7 ‘revolutionary’ features of the iPhone 14 & iOS16 that were already present in Android devices

Some of the new ‘groundbreaking’ and 'revolutionary' features that Apple has introduced with the iPhone 14 series and iOS 16 have been there in Android for years. However, Apple sure did a better job of implementing them..

Every time Apple launches a new iPhone or a new version of the iOS, they claim that some of the features that they have introduced with the phone are ‘revolutionary’ and ‘groundbreaking.’ While technically, this may be true only for the Apple eco-system, more often than not, a lot of these features have already appeared in some Android device, or the other.

7 ‘revolutionary’ features of the iPhone 14 & iOS16 that were already present in Android devices

We take a look at some of the new features in the iPhone 14 series and iOS16 that are being touted as revolutionary but have been seen in Android smartphones from a number of other brands. However, we cannot deny that the way Apple implements these features, is what sets them apart from Android.

Dynamic refresh rate or ProMotion
Android devices have had dynamic refresh rate for years now. In fact, the concept has been around in Android devices for so long, that even budget smartphones have started offering this feature. We often see smartphones costing less than Rs 20,000 offer displays that come with a 120Hz refresh rate. Obviously, these displays do not always run at the frequency, mainly because it would destroy a device’s battery life. The OnePlus 9 Pro was one of the first major Android flagships to adopt the ability to dial as far down as 1Hz to save on battery life.

RAW photos
Apple’s ProRAW feature basically means that you get to use the entire 48MP sensor, without pixel binning. It allows users to click highly editable, lossless photos.
Normally, smartphone cameras use pixel binning to combine a number of adjacent pixels to create one large pixel. This way, they improve the image quality by eliminating noise, especially when the lighting isn’t optimal.
A number of different smartphones allow you to shoot in this mode, although, most of them generate a JPEG version of the image that you just shot. Samsung too has this feature, but it also allows you to shoot lossless RAW photos, just like a DLSR can. For Samsung devices, you need to enable this option in the camera settings.

Crash Detection
Google’s Pixel lineup was one of the first smartphones to offer the Crash Detection feature. The feature is a part of the Personal Safety app, which is still exclusive to Pixel devices. Just like Apple’s Crash Detection, it lets you set up an Emergency SOS feature that can dispatch for safety and share your real-time location when you’re in an accident. You also get the option to turn on automatic car crash detection. If you don’t respond within an allotted amount of time, your Pixel smartphone will call the local emergency services, automatically.

Always-on display
Well, this is where things get a little tricky. Samsung introduced the first always-on display for an Android device, back in 2016, with the Galaxy S7. Ever since then, this feature has become a mainstay of Android devices, with even budget smartphones providing this feature. Apple, however, has implemented the always-on display in a rather unique manner. While Android devices usually just show some texts and icons as part of their always-on displays, the iPhone will continue to show the lock screen wallpaper, a little dimmed than before but never totally shuts off the screen. The feature is enabled by a new 1Hz refresh rate and several ‘power-efficient technologies’ to preserve battery life.

Lock screen widgets
Android actually supported lock screen widgets long before the iPhone did. It was officially added way back in 2012 with Android 4.2 Jelly Bean. However, the feature was removed two versions later with Android 5.0 Lollipop. With that being said, there are third-party apps that do allow users to set up lock screen widgets.
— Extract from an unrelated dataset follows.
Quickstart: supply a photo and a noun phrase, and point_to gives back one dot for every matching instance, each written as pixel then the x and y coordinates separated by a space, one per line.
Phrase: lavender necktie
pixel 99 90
Regardless, both iOS and Android haven’t done a great job in implementing lock screen widgets. The widgets themselves, in both Android and iOS, are limited in functionality, and more often than not, these widgets act like mere shortcuts to the app.

Autofocusing front-camera
The Cupertino-based tech giant isn’t the first company to add autofocus to selfies. Google was the first smartphone maker who added front-facing selfie autofocus to their devices. It is a feature that has been there on Android smartphones for years now. The Pixel 3 XL had this feature back in 2018 before dropping it due to costs. Samsung’s flagship smartphones have had selfie autofocus cameras for years now. The latest Galaxy S22 has a selfie autofocus camera, for example.

Action mode or image stabilisation in videos
The Action mode in the iPhone 14 series lets users shoot a smooth video that automatically adjusts to shakes, motion and vibrations without needing a gimbal. However, Samsung already offers the Super Steady feature to shoot videos on its flagship Galaxy smartphones for quite some time. Samsung’s technology uses optical and digital stabilisation to keep your videos looking smooth.
Moreover, Vivo added a mechanical gimbal system to one of its devices in 2020. The recently launched introduced Asus Zenfone 9 also uses a gimbal camera system with six-axis stabilisation.